47. A rancher has 200 feet of fencing to enclose two adjacent rectangular corrals. What dimensions will produce a maximum enclosed area? (the diagram is of two adjacent corrals sharing a middle fence, y, and each individual corral has length x [so the two together would be 2x for the entire length])
I hope I've explained the diagram enough...any help is greatly appreciated!! :D
Fencing needed= 3Width + 4 length, correct? I don't have your diagram
Area= 2*W*L
so 200=3w+4L so l= (200-3w)/4 putting that into area..
area= 2w(200-4w)/4
Ohhhhhh i totally get it now! Thanks!! :D
No worries! I can help you with that. To find the dimensions that will produce a maximum enclosed area, we need to use optimization techniques.
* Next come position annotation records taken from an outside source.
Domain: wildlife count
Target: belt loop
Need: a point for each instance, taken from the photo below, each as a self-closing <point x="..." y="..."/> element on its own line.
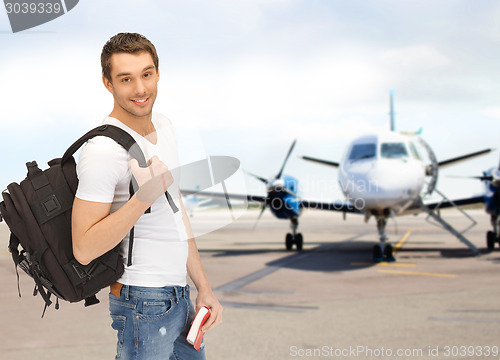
<point x="126" y="291"/>
<point x="176" y="292"/>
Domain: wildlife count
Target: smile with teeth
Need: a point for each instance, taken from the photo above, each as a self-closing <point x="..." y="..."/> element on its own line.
<point x="140" y="101"/>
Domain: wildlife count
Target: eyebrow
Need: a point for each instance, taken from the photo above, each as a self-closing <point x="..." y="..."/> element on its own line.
<point x="147" y="68"/>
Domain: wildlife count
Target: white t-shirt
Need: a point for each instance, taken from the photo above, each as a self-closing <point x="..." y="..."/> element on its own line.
<point x="160" y="248"/>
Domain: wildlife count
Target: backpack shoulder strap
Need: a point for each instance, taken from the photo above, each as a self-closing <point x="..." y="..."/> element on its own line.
<point x="114" y="132"/>
<point x="127" y="142"/>
<point x="121" y="137"/>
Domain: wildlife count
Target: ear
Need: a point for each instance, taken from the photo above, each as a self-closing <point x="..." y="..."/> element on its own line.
<point x="107" y="84"/>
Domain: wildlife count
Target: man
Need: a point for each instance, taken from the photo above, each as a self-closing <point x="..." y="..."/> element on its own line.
<point x="149" y="305"/>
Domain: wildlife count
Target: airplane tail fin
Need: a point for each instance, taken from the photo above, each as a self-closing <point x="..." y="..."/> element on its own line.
<point x="391" y="105"/>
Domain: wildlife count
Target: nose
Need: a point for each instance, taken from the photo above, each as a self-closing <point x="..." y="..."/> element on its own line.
<point x="140" y="87"/>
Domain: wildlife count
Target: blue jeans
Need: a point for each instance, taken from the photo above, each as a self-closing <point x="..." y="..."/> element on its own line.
<point x="152" y="323"/>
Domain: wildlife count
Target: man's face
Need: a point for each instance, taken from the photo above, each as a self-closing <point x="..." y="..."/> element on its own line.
<point x="133" y="84"/>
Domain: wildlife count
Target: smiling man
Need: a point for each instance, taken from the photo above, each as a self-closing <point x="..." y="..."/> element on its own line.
<point x="150" y="305"/>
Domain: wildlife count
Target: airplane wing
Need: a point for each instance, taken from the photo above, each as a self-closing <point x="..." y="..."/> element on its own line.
<point x="458" y="202"/>
<point x="210" y="194"/>
<point x="334" y="206"/>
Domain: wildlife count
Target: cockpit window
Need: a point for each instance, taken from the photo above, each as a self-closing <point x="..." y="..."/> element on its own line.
<point x="393" y="150"/>
<point x="362" y="151"/>
<point x="414" y="151"/>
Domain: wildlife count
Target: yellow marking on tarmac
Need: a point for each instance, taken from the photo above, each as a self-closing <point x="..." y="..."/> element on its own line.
<point x="402" y="272"/>
<point x="401" y="242"/>
<point x="385" y="263"/>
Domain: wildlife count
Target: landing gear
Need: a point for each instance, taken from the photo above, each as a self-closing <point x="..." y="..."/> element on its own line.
<point x="492" y="236"/>
<point x="294" y="237"/>
<point x="290" y="240"/>
<point x="490" y="240"/>
<point x="382" y="251"/>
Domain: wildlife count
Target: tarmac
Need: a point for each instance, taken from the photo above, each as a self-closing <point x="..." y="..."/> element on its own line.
<point x="437" y="301"/>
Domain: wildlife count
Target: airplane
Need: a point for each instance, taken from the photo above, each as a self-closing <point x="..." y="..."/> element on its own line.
<point x="491" y="179"/>
<point x="492" y="200"/>
<point x="282" y="199"/>
<point x="383" y="175"/>
<point x="381" y="181"/>
<point x="192" y="203"/>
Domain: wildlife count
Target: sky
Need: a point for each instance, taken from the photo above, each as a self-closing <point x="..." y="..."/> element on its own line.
<point x="245" y="78"/>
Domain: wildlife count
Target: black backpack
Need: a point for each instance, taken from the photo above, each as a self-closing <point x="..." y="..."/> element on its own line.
<point x="38" y="214"/>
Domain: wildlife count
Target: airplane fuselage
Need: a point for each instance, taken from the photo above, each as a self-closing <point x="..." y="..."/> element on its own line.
<point x="382" y="173"/>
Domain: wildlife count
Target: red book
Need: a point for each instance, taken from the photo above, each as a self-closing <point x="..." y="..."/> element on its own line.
<point x="195" y="335"/>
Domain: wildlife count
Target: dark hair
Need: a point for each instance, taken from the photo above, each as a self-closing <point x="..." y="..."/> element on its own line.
<point x="126" y="43"/>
Let's start by breaking down the problem and identifying the variables involved. We have two adjacent rectangular corrals, and each individual corral has a length of x (so the total length for both corrals together would be 2x). The only given information is that the rancher has 200 feet of fencing available.
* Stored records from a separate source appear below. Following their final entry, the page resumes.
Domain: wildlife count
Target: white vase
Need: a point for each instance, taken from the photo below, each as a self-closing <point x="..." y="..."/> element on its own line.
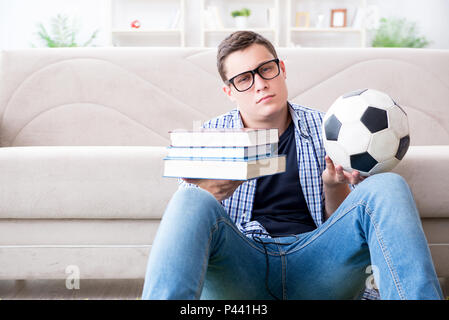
<point x="241" y="22"/>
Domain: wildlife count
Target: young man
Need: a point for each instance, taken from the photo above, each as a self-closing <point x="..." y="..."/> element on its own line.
<point x="302" y="234"/>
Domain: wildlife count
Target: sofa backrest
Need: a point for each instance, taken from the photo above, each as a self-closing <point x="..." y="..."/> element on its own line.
<point x="134" y="96"/>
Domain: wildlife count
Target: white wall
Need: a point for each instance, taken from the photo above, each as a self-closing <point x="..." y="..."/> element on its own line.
<point x="18" y="19"/>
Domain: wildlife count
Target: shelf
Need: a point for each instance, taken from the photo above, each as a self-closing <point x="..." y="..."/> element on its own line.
<point x="346" y="29"/>
<point x="147" y="31"/>
<point x="229" y="30"/>
<point x="163" y="22"/>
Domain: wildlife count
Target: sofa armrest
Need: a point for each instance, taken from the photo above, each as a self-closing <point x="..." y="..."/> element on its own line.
<point x="426" y="170"/>
<point x="83" y="182"/>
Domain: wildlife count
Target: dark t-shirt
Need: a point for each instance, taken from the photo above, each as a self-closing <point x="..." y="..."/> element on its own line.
<point x="279" y="203"/>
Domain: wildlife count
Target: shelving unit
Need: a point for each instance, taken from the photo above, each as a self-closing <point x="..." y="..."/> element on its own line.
<point x="271" y="18"/>
<point x="321" y="33"/>
<point x="225" y="23"/>
<point x="162" y="22"/>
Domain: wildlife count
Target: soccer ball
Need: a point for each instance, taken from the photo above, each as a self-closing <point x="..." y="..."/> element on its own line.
<point x="366" y="130"/>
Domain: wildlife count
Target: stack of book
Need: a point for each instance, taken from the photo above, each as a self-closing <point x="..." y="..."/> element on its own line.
<point x="232" y="154"/>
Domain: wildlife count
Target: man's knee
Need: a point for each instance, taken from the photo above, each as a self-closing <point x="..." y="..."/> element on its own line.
<point x="386" y="183"/>
<point x="192" y="202"/>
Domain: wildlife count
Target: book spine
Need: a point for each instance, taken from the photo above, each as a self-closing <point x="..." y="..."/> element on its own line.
<point x="243" y="159"/>
<point x="221" y="152"/>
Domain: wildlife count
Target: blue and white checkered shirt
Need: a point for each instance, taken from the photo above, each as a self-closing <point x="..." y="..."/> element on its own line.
<point x="310" y="154"/>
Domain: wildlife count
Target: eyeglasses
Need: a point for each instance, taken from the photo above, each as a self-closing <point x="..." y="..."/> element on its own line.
<point x="244" y="81"/>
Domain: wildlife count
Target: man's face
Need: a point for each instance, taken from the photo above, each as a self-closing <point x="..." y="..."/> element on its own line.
<point x="251" y="102"/>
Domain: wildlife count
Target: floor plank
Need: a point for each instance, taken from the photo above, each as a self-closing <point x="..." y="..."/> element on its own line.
<point x="89" y="289"/>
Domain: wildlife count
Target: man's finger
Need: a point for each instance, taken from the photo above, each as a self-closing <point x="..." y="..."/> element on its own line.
<point x="329" y="164"/>
<point x="341" y="174"/>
Now, let's create an equation to represent the problem. We know that the total length of the fencing required is 200 feet, which consists of the lengths of the three sides of the corrals.
For the two individual rectangular corrals, we have the following sides:
- Length: x
- Width: y
So, the total length of the fence used for the two individual corrals is 2x (for the length) + 2y (for the widths), which should equal 200 feet.
2x + 2y = 200
Next, let's express the area of the two corrals in terms of our variables x and y. The area of each corral is given by length multiplied by width. Since we have two corrals, the total enclosed area would be the sum of the two individual areas.
Area of each corral: x * y
Total enclosed area: 2 * (x * y) = 2xy
Now, let's solve the system of equations to find the values of x and y that maximize the enclosed area.
We have two equations:
1. 2x + 2y = 200
2. Total enclosed area (A) = 2xy
To proceed, we need to isolate one variable from the first equation and substitute it into the second equation. Let's solve the first equation for x:
2x + 2y = 200
2x = 200 - 2y
x = 100 - y
Now, substitute x = 100 - y into the second equation to get the total enclosed area in terms of y:
A = 2xy
A = 2(100 - y)y
A = 200y - 2y^2
To find the maximum area, we can take the derivative of A with respect to y and set it equal to zero:
dA/dy = 200 - 4y = 0
Solving this equation will give us the value of y that maximizes the area.
200 - 4y = 0
4y = 200
y = 50
Now, substitute the value of y back into x = 100 - y to find the corresponding x-value:
x = 100 - y
x = 100 - 50
x = 50
So, the dimensions that will produce a maximum enclosed area are x = 50 feet and y = 50 feet.